Ingin Kubunuh Waktu


Ingin aku sambangi waktu. Beramah-tamah, membopong oleh-oleh sederhana 
hasil koleksiku yang mulai usang: sejumput resah. Ia ditinggal oleh waktu. Lalu kupungut hati-hati dan diam-diam biar tak kentara saat aku bertamu. Bersua dengan si tua waktu yang menjelma tuan rumah.

Ingin aku berbincang dengan waktu. Mengajaknya keluar sejenak, melihat apa-apa yang tercipta dan tertinggal begitu saja. Atau sekadar menenangkan sifatnya yang buru-buru dan membuka matanya yang tak mau tahu. Aku ingin menahan waktu. Memaksa dia membeku agar tidak menjauh dari pandangan dan batin orang-orang yang dikoyak sepi, jiwa-jiwa yang hilang tuju.
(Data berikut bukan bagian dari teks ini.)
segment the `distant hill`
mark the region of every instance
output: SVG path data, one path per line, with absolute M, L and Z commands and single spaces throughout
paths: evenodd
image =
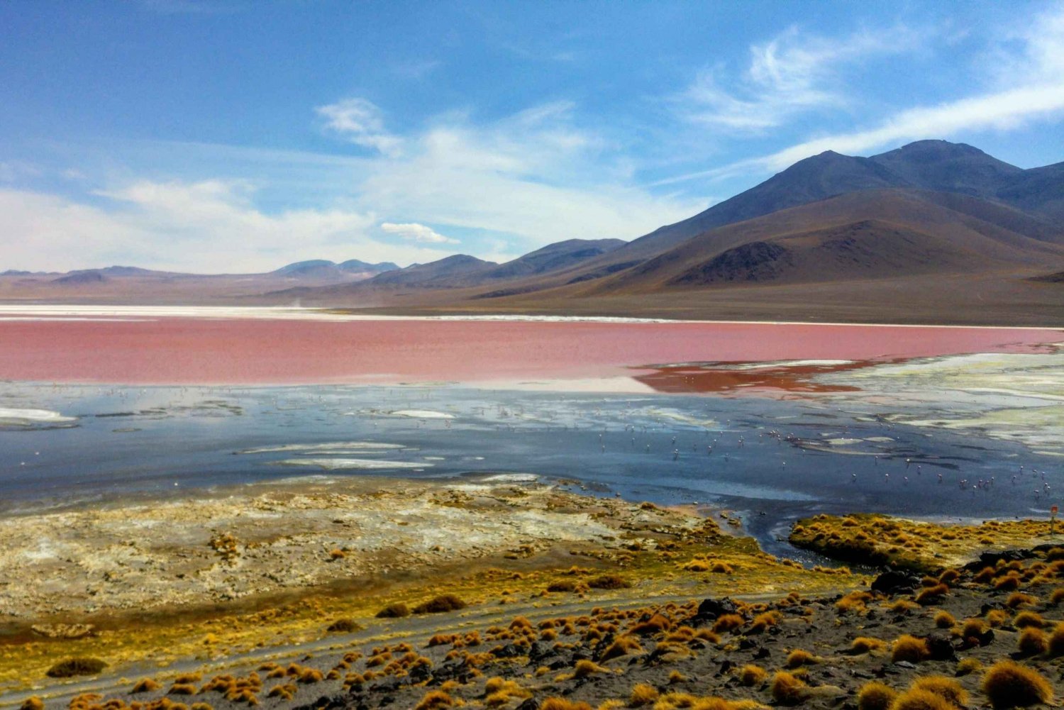
M 566 240 L 504 264 L 455 254 L 211 277 L 9 274 L 0 299 L 1064 324 L 1062 273 L 1064 163 L 1021 169 L 919 141 L 869 158 L 829 150 L 631 242 Z
M 345 281 L 348 280 L 347 276 L 351 274 L 368 278 L 370 276 L 392 271 L 397 268 L 399 267 L 392 262 L 370 264 L 358 259 L 351 259 L 343 262 L 342 264 L 337 264 L 336 262 L 325 259 L 311 259 L 307 261 L 296 262 L 295 264 L 288 264 L 287 266 L 282 266 L 276 271 L 272 271 L 272 275 L 296 279 Z
M 379 264 L 370 264 L 368 262 L 359 261 L 358 259 L 349 259 L 346 262 L 337 264 L 336 266 L 338 266 L 342 271 L 347 271 L 349 274 L 383 274 L 384 271 L 394 271 L 399 268 L 397 264 L 393 264 L 389 261 L 381 262 Z
M 64 286 L 76 286 L 86 283 L 103 283 L 109 280 L 110 279 L 103 275 L 102 269 L 94 269 L 88 271 L 74 271 L 68 274 L 67 276 L 61 276 L 57 279 L 52 279 L 52 283 L 57 283 Z
M 1064 260 L 1064 247 L 1041 236 L 1040 222 L 978 198 L 861 191 L 709 230 L 584 293 L 983 273 Z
Ingin pula kuajari waktu, membuka rasanya, mengubur egonya. Lalu berkata jujur bahwa ia yang mengembuskan sepasang duka. Saat datang, saat hilang.
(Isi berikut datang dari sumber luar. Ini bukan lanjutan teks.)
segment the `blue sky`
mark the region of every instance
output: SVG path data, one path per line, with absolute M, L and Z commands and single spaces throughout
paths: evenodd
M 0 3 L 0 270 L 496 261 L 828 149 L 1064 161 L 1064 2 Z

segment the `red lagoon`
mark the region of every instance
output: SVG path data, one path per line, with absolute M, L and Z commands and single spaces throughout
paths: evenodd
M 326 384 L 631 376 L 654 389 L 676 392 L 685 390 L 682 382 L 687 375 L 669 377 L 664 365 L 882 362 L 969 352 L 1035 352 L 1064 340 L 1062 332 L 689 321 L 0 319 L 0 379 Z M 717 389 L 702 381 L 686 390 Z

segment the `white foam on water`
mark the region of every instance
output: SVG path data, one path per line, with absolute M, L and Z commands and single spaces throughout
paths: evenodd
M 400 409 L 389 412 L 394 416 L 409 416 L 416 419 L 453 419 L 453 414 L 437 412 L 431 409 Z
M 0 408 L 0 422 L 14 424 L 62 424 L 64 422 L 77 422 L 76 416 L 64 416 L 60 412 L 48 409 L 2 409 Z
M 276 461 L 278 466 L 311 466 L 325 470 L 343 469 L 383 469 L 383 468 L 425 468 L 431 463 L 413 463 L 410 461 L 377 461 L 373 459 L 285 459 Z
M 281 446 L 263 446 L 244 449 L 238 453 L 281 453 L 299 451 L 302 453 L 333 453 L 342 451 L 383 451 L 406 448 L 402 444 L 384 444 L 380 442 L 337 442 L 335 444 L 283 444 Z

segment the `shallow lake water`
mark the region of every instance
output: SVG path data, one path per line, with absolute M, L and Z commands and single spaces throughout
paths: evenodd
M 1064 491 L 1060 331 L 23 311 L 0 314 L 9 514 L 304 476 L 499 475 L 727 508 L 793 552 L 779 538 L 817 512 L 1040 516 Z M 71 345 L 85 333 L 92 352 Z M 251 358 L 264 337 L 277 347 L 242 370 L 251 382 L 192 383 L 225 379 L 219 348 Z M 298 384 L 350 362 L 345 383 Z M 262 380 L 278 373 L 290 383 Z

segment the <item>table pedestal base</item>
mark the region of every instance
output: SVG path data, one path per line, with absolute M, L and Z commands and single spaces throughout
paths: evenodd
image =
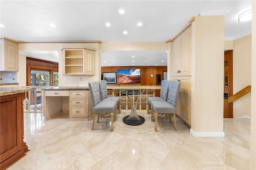
M 132 119 L 128 120 L 128 117 L 130 115 L 126 116 L 123 119 L 123 122 L 128 125 L 139 125 L 143 124 L 145 122 L 145 119 L 142 116 L 138 115 L 140 117 L 140 120 L 133 120 Z

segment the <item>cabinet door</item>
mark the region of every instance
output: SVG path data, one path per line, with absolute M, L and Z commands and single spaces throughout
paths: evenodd
M 180 75 L 191 75 L 191 32 L 186 30 L 180 36 Z
M 172 77 L 172 80 L 174 81 L 180 81 L 179 77 Z M 176 105 L 176 115 L 178 115 L 179 116 L 180 116 L 180 109 L 181 108 L 181 98 L 180 98 L 180 95 L 181 94 L 181 92 L 180 89 L 180 92 L 179 92 L 179 95 L 178 96 L 178 99 L 177 101 L 177 105 Z
M 180 65 L 180 38 L 177 38 L 172 42 L 172 75 L 179 75 Z
M 95 74 L 95 52 L 92 51 L 85 51 L 85 72 L 86 75 L 94 75 Z
M 191 125 L 191 77 L 180 77 L 181 118 L 188 125 Z
M 5 70 L 18 71 L 18 44 L 5 40 L 4 46 Z

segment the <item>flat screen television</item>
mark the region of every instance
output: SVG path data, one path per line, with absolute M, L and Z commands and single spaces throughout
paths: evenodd
M 117 82 L 118 83 L 140 83 L 140 69 L 118 69 Z

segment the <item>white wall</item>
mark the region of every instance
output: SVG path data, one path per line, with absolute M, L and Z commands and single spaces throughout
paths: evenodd
M 256 169 L 256 1 L 252 1 L 252 101 L 250 169 Z
M 192 35 L 191 130 L 223 136 L 224 16 L 196 17 Z
M 233 94 L 251 85 L 252 35 L 233 41 Z M 251 93 L 233 103 L 233 117 L 251 116 Z

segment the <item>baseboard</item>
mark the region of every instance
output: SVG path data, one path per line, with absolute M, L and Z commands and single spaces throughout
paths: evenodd
M 225 137 L 225 134 L 223 132 L 197 132 L 190 128 L 190 132 L 194 137 Z
M 251 117 L 248 116 L 244 115 L 242 116 L 240 116 L 240 117 L 238 117 L 238 118 L 242 118 L 242 119 L 251 119 Z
Ingin aku merebah dengan waktu. Memandang langit kosong yang mungkin belum sempat ia nikmati. Berbaring bersama silir angin yang menggeniti daun, bersama senja yang tua dan memerah rekah di punggung cakrawala. Aku hendak melihat apakah waktu adalah makhluk dengan rasa dan nafsu, ataukah ia lebih keras dari batu, lebih siksa dari rindu, serta lebih rapuh, keruh dan angkuh, dari aku.

Sementara lembayung kian syahdu, aku menerka-nerka hasratku tentang ingin kubunuh waktu. Agar kelak aku bersahabat dengan maut, menebus segala yang disekap kalut. Ingin kubuang roh dan jasad waktu pada deras dendam dan biarkan ia hanyut. Lekang. Hilang.

Sebab yang tak menarik dari waktu, adalah memberi dan mengambil sesuatu, tanpa menunggu, tanpa memberi tahu.